A single tear fell onto her daughter’s hand, causing the baby girl to jerk suddenly in her sleep.
Allowing grief to envelop her like a damp, rough blanket, Tamara backed away from the nursery and padded downstairs. In the kitchen, she could let some of the pain leach out without disturbing her daughter’s rest.
‘Why, Dad? Why?’
On the other end of the phone, her father’s no-nonsense, gruff rumble softened to the vocal equivalent of the warm stroopwafels he’d placated her with as a child when she worked herself into a frenzy during some parental meltdown or other: Mum, throwing crockery at Dad just because she could; Dad, glowering in the corner – his silence just as deafening as Mum’s apoplectic shrieking.
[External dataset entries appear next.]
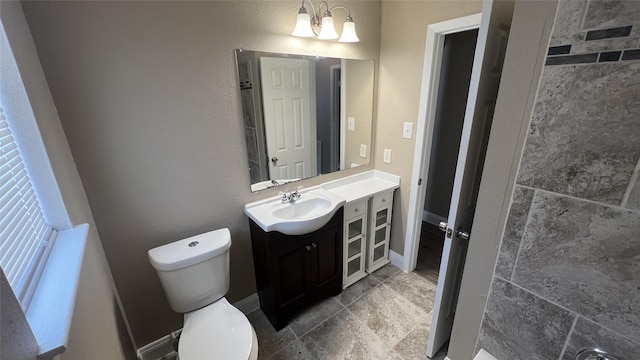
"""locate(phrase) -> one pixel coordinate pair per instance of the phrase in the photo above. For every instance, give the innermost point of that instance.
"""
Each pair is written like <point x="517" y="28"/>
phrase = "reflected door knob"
<point x="462" y="234"/>
<point x="443" y="227"/>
Now, Dad’s cinnamon-caramel words of solace poured over her.
‘Willem’s a dick, sweetheart. I always said it. Listen, we all make mistakes.’
‘History repeating itself, you mean? Except Mum married an artist and you turned out to be a rock.’ She couldn’t keep the stutter and heave out of her voice. She was seven years old again, but with the responsibilities of an adult, bringing up a baby and an overgrown man-child. ‘How could I have been so blind?’ Her shoulders shook as the hiccoughs kicked in and the sobs really took hold.